Highlights of This Issue

In a phase I/II trial, vitamin D was shown to prevent chronic graft versus host disease (cGvHD) in patients undergoing allogenic hematopoietic stem cell transplantation (allo-HSCT). Carrillo-Cruz and colleagues followed up their trial with an assessment of the impact of SNPs in the vitamin D receptor (VDR) on the efficacy of vitamin D. Patients with the VDR FokI CT genotype showed the greatest protection from cGvHD after vitamin D treatment and allo-HSCT. These results facilitate the stratification of patients for whom vitamin D would be most beneficial.

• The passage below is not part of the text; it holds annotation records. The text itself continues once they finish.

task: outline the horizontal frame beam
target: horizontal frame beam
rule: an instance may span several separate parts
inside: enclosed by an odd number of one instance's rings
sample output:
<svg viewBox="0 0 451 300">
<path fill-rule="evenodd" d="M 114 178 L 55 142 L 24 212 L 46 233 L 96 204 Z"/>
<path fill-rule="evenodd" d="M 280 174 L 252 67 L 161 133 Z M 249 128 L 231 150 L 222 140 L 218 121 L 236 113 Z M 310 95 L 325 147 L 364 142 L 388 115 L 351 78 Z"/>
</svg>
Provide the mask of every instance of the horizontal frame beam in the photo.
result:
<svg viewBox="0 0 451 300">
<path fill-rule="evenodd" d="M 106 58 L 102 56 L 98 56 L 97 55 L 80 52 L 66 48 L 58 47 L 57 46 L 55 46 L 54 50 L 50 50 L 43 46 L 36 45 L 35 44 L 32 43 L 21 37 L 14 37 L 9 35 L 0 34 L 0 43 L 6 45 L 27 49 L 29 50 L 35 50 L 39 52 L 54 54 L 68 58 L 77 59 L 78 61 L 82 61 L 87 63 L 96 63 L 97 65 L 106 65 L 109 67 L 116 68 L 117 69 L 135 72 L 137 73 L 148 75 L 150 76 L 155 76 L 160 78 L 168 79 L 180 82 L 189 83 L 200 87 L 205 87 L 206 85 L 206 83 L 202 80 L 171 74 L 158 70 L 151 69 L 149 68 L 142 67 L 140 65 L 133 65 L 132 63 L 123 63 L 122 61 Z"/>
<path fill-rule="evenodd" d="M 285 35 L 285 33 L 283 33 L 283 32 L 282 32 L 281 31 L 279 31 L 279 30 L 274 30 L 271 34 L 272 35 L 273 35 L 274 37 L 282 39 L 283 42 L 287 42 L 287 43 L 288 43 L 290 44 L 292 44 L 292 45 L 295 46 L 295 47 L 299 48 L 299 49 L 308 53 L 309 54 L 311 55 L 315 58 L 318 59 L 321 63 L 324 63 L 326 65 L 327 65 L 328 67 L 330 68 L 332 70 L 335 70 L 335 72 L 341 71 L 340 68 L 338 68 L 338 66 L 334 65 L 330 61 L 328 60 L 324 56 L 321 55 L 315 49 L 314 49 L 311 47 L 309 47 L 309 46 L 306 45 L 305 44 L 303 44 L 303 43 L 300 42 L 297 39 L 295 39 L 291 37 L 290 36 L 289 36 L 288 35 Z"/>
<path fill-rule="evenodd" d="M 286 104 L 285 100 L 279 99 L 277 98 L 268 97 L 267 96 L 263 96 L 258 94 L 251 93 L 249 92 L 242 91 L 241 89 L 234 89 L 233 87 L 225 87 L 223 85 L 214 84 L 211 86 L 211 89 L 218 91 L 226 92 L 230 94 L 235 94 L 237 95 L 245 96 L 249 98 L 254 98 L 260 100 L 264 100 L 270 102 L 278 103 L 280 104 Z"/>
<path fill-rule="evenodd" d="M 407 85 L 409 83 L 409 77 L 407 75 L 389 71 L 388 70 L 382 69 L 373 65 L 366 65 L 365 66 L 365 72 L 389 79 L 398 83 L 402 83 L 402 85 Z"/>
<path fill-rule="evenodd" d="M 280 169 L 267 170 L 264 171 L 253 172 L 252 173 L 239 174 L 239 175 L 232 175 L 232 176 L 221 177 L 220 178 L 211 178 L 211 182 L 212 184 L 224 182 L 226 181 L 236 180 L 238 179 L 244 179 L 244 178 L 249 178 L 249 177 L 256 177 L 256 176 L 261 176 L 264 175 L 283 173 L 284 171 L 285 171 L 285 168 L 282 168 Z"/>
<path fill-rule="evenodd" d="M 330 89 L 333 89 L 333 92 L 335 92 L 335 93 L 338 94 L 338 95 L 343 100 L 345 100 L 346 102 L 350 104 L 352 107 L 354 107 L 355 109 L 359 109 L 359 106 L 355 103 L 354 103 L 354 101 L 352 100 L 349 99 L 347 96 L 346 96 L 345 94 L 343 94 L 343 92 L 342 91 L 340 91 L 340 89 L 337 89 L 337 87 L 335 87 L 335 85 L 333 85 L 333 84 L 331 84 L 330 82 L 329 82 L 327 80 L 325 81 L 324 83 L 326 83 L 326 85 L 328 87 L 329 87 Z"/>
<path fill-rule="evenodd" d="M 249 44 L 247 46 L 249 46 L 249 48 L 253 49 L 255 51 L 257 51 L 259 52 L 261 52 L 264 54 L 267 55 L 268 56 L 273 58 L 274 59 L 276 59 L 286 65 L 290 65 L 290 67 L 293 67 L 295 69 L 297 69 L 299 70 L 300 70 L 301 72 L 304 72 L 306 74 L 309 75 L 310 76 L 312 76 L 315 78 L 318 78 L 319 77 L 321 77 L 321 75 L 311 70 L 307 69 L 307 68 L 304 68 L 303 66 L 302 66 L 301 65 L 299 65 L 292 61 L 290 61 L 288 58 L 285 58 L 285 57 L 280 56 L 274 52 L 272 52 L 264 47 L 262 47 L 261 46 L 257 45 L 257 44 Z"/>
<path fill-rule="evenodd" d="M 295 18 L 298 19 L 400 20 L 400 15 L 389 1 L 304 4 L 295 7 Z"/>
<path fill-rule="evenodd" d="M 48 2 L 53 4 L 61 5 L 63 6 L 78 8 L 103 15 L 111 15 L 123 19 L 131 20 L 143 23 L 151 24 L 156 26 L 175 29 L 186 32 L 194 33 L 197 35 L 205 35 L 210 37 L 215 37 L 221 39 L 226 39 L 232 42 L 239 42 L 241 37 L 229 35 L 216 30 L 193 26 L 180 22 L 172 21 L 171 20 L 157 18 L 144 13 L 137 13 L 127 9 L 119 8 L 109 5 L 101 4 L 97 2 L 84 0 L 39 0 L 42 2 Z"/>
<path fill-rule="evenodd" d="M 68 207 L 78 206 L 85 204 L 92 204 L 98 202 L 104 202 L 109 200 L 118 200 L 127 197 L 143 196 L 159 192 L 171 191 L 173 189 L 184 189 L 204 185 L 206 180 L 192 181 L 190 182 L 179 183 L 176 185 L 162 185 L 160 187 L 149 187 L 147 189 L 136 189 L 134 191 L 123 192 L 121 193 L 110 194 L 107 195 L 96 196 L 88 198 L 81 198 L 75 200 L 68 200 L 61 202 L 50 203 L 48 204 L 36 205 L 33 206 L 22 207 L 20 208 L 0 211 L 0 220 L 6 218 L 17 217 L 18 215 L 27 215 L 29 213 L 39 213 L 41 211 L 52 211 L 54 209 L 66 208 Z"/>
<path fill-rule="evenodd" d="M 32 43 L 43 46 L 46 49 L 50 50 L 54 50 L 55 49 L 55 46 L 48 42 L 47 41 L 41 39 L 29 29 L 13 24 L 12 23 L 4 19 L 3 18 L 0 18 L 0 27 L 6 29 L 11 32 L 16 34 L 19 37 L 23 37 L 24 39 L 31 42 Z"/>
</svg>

Hormone receptor-positive/HER2-negative (HR+/HER2-) breast cancer patients do not typically benefit from checkpoint inhibitors. Waks and colleagues analyzed the tumor-immune microenvironment before and after neoadjuvant chemotherapy in 96 patients with HR+/HER2 breast cancer. The immune microenvironment was found to change after treatment: a significant increase in genes associated with protumor M2-like macrophages was observed, compared with a decrease in CD8⁺ T cells and stromal tumor-infiltrating lymphocytes. These results suggest that the combination of chemotherapy with macrophage-targeting agents may be an effective immunotherapy approach in HR+/HER2 breast cancer.

Surgical resection is an integral component of treatment for solid tumors; however, cancer cells often are not completely removed at the tumor margins, leading to recurrence. van Keulen and colleagues describe a novel imaging strategy for use during surgical tumor excision. Twelve head and neck cancer patients received systemic administration of a tumor-specific contrast agent (panitumumab-IRDye800), and the tumors were visualized after surgery using a fluorescence imager. This fluorescence-based strategy consistently identified tumor margins and could have broad implications for surgical oncology.

Comprehensive detection of targetable kinase fusions in lung cancer patients is clinically critical but technically challenging. Benayed and colleagues evaluated targeted RNAseq for the identification of gene fusions in patients where no clear mitogenic driver alteration was found by DNAseq-based panel testing. Actionable kinase fusions or MET exon 14 skipping was identified in 13% of cases that were previously determined to be fusion-negaive by DNAseq. Among the driver-negative samples tested by RNASeq, those with low tumor mutation burden were significantly enriched for gene fusions. Therefore, targeted RNASeq complementing large panel DNAseq can be effective in comprehensively uncovering targetable gene fusions.